The much anticipated report provided no fireworks. It turned out to be the proverbial damp squib.
The language used was underwhelming to say the least. Few members of the public will bother wading through its 656 pages. Compared to the RHI oral hearings, there was nothing passionate, punchy or eye-catching here.
“Ineffective” was the strongest adjective used against any of the RHI players. Some observers will surely now question whether the £7m inquiry was worth it.
The DUP’s opponents claimed that corruption lay at the heart of the cash-for-ash scandal. Sir Patrick profoundly disagreed.
“Corrupt or malicious activity on the part of officials, ministers or special advisers was not the cause of what went wrong with the Northern Ireland RHI scheme (albeit the inquiry has identified some instances where behaviour was unacceptable,” the report states.
“Rather the vast majority of what went wrong was due to an accumulation and compounding of errors and omissions over time..."
The DUP leader’s job is safe. The fire has gone out of RHI.

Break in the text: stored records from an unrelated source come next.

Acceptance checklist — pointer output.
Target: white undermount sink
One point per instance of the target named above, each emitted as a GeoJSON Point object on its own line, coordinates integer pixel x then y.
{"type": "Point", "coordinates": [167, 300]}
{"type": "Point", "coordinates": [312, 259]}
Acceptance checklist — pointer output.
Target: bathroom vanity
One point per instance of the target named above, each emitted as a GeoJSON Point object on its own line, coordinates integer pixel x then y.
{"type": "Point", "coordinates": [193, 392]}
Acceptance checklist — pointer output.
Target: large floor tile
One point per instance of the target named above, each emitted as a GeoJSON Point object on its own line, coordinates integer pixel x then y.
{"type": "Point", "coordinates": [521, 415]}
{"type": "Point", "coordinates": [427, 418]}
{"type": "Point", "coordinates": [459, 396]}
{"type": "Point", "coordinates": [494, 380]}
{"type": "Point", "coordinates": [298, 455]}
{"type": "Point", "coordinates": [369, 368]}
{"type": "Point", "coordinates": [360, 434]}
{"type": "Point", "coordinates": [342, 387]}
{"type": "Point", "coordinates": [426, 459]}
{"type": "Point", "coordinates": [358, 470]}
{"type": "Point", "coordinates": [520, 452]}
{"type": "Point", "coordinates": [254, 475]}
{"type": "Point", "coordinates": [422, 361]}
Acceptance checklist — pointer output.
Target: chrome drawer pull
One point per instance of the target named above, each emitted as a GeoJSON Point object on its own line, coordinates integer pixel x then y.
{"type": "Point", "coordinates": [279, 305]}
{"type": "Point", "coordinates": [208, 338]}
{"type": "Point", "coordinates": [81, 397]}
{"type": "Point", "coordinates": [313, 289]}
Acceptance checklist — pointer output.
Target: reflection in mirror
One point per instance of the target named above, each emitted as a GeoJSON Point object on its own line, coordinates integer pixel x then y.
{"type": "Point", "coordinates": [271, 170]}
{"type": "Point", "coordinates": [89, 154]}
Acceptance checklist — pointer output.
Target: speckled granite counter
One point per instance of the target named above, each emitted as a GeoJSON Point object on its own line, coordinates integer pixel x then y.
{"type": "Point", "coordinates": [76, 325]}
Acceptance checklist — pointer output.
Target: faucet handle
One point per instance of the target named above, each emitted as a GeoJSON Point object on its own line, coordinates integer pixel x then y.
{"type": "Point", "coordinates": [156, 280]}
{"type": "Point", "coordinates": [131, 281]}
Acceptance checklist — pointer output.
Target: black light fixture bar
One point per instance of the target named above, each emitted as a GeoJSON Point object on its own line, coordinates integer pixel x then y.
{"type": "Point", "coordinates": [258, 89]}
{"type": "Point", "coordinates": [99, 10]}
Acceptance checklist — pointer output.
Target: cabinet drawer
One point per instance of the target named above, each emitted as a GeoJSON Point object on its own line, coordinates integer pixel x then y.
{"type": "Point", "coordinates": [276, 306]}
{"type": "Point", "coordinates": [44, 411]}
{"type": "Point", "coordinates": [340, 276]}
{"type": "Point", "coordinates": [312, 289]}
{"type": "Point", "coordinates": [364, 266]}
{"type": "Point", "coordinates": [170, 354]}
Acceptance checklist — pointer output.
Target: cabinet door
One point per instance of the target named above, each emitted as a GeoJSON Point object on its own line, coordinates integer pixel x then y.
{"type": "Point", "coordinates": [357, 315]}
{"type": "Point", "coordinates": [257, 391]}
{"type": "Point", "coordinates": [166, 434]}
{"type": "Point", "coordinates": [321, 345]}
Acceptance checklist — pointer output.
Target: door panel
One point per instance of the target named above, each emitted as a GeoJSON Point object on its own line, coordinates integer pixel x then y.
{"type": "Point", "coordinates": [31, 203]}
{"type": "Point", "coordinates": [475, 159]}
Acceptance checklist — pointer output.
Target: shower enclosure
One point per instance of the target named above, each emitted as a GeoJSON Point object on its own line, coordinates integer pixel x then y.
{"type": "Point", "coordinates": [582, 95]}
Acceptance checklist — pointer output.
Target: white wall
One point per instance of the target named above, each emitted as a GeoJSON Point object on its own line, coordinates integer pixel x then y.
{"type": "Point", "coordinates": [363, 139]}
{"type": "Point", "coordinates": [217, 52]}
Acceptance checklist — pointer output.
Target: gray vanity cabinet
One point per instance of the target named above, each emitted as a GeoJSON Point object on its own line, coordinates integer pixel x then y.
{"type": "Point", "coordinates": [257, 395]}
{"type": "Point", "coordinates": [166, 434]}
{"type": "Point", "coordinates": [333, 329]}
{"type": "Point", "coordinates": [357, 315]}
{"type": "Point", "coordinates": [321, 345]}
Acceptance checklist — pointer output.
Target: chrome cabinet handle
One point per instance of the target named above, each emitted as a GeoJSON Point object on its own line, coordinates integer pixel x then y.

The media received an advance copy of the report at midday, two hours before publication. As journalists were reading the massive document in Stormont’s Senate chamber, leading DUP figures were in the basement canteen below.
Arlene Foster, the party’s powerful chief executive Timothy Johnston, and director of communications John Robinson – chatted to staff and other politicians before sitting down to lunch.
The report provided next to nothing for the trio to worry about. Mrs Foster’s head was most definitely not on the plate.
Her grasp of the RHI details when Department of Enterprise, Trade and Investment (DETI) minister was noted, but it was stressed that she at times received inaccurate information from civil servants who were ill-equipped to manage the scheme.
The DUP leader’s special adviser in the department, Andrew Crawford, had three close relatives who between them had 11 RHI boilers. He twice sent confidential RHI information to his poultry farming cousin Richard.
The report was far more gentle on him that had been anticipated. Although he was criticised, Sir Patrick concluded that the key allegation against Mr Crawford was untrue – “he did not deliberately delay the introduction of (RHI) cost controls”.
A finding of corruption at Stormont would have destroyed the DUP and ended Mrs Foster’s career. The party could have lived with one of gross incompetence. In the end, it didn’t face even that.
The DUP leader’s job is safe. The fire has gone out of RHI.